Nernst Equation and pH
The Nernst equation determines the cell potential of reactions that depend on pH. If H⁺ is involved in the cell reaction, the electrochemical potential will depend on the pH. Consider the following half-reaction:[1]
½ H₂ → H⁺ + e⁻
The reaction quotient is
Q = [Product]/[Reactant] = [H+]/[H₂]1/2
Since there is only one hydrogen atom present, [H₂]1/2 = 1
Therefore,
Q = [H+]
Hydrogen’s standard electrode potential (E°) is taken to be zero volts at all temperatures, that is, E° = 0.
We use the simplified Nernst equation
E = E° – 0.0591 V/n log(Q)
=> E = E° – 0.0591 V/1 log [H+]
Since n =1 and pH = – log[H+], we get
E = 0.591 x pH
Example Problems
Problem 1. Consider a galvanic cell with a copper electrode in a 0.1 M Cu2+ solution and a silver electrode in a 0.01 M Ag+ solution. The standard reduction potentials for Cu2+ and Ag+ are +0.34 V and +0.80 V, respectively.
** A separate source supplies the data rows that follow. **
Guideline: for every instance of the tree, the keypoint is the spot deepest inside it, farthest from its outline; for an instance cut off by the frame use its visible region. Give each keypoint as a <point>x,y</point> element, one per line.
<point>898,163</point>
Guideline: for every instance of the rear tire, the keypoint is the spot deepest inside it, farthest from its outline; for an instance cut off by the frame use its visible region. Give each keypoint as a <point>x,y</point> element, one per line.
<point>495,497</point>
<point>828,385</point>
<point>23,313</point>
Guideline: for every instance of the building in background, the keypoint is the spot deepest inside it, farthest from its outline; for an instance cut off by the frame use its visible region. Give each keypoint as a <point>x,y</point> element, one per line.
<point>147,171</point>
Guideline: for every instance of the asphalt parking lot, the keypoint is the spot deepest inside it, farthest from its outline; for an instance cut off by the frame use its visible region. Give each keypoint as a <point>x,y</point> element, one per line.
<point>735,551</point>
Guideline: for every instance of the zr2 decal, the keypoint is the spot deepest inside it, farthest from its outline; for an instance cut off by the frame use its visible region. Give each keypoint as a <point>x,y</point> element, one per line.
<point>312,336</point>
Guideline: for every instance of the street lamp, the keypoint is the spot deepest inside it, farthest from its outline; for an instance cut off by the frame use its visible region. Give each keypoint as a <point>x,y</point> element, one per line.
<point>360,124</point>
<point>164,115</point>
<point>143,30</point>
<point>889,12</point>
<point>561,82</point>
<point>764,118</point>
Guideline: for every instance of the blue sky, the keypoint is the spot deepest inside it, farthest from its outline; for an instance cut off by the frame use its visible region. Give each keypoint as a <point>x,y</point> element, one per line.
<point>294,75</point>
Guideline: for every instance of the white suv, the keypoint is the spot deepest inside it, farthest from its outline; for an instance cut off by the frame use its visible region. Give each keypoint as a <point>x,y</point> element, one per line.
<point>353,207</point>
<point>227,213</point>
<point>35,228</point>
Calculate the cell potential at 25°C.
Solution:
The Nernst equation is given by
E = E° – (RT/nF) ln(Q)
The balanced half-reactions are
Reduction: Cu2+ + 2e- → Cu
Oxidation: 2 Ag → 2 Ag+ + 2e-
The cell reaction is the sum of these two half-reactions.
Cu2+ + 2 Ag → Cu + 2 Ag+
Given
[Cu2+] = 0.1 M, [Ag+] = 0.01 M, E°reduction = +0.34 V, E°oxidation = +0.80 V, n = 2, T = 298 K
The cell potential for the given galvanic cell is
Ecell = E°(reduction) – E°(oxidation) = +0.34 V – (+0.80 V) = -0.46 V
The reaction quotient Q is
Q = [Cu][Ag+]2/[Cu2+][Ag]2
The concentrations of copper and silver are taken to be 1 in standard conditions, that is, [Cu] = [Ag] = 1. Therefore,
Q = (1 M x (0.01 M)2)/( 0.1 M x 1 M) = 0.001
The Nernst equation simplifies to
E = -0.46 V – (((8.314 JˑM-1ˑK-1 x 298 K)/(2 x 96485 CˑM-1) ln(0.001) = – 0.371 V
The cell potential at 25°C is approximately -0.371 volts. Since this value is negative, the cell reaction is non-spontaneous under these conditions.